Temos plena consciência do que precisamos: acreditamos que se trata de dinheiro, promoção social, um bom emprego, casa, férias, roupas, música ou eletrônicos. Mas não se trata disso. Somos órfãos de “mamãe”, mas não sabemos. E não saber é o grande problema , porque deslocamos nossas supostas “necessidades” para objetos que, supomos, são essenciais para a vida.

Como podemos perceber que é um comportamento deslocado?

O consumo é um comportamento compartilhado e invisível. Mas é errado comprar o que precisamos? Obviamente, muitas coisas são essenciais.

A dica é ver se alguma vez conseguimos "escolher" não comprar , ou reduzir o número de objetos, ou se conseguimos "escolher" o que realmente queremos ou precisamos, sem a adrenalina que supostamente deveríamos comprar .

Freqüentemente, o objeto nos escolhe.

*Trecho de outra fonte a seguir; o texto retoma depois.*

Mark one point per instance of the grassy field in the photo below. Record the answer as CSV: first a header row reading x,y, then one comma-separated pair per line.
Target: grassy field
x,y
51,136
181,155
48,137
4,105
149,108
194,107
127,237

Quando isso acontece, o ato de comprar torna-se uma droga . Sim, o objeto "deseja", e ficamos à mercê do desejo desse "outro". Parece implausível, mas é assim que funciona.

Para sair do turbilhão consumista, devemos nos apropriar de nossas ações novamente e escolher conscientemente apenas o que realmente precisamos.

Vamos fazer o teste: vamos tentar definir, em meio ao turbilhão de compras, se somos nós que queremos ou se o objeto direciona nossa ação. Talvez percebamos que estamos sujeitos e perdidos em relação a nós mesmos, tanto quanto fomos sujeitos durante a nossa infância aos desejos dos mais velhos, quando ninguém levava em conta o que nos acontecia.

Como outros vícios, as compras compulsivas nos dão segurança , ou seja, nos dão “mãe”. E diante de situações estressantes , por exemplo, uma reunião social onde não conhecemos ninguém, uma reunião de trabalho, uma possibilidade de trabalhar ou estudar … enfim, uma situação “nova” e fora do cotidiano, nos refugiamos em compras compulsivas de antemão para suportar o estresse, assim como a criança se refugia nos braços da mãe quando precisa entrar em outro lugar.

Mais abraços e menos cartão de crédito

Com essa visão sombria … que capacidade emocional temos para nos dedicar a criar um filho com necessidades genuínas? Muito pouco, obviamente. Que capacidade temos de ser altruístas, de nos dedicarmos aos nossos parceiros, familiares ou amigos, colocando as necessidades dos outros em primeiro lugar? pequeno. Ainda estamos famintos para preencher nossa fome emocional.

Ora, se temos interesse em sair dos circuitos de consumo , somos obrigados a reconhecer, em primeiro lugar, as nossas deficiências e desvantagens primárias com consciência, com compreensão da nossa própria história de vida , e não nos empanturrando de objetos novos.

Então talvez possamos compensar e estar atentos ao que o outro precisa, que precisa de algo diferente de nós. E se acharmos intolerável atender às necessidades do outro, devemos pedir ajuda, não para que o outro se acalme, mas para nos acalmarmos diante de nossa necessidade que nos consume.

Quanto mais proteção oferecemos aos nossos filhos pequenos, menos necessidade eles terão, quando crescerem, de se protegerem em ações compulsivas.

O uso viciante reflete as necessidades não atendidas da criança. Quanto dinheiro e sofrimento pouparíamos se nossa mãe simplesmente nos tivesse carregado por mais tempo em seus braços e estivesse atenta às nossas reivindicações genuínas.

E como é fácil abrir caminho para nossos filhos hoje , como é fácil ouvi-los e levantá-los, entendendo que, simplesmente com isso, eles se tornarão homens e mulheres saudáveis ​​e confiantes.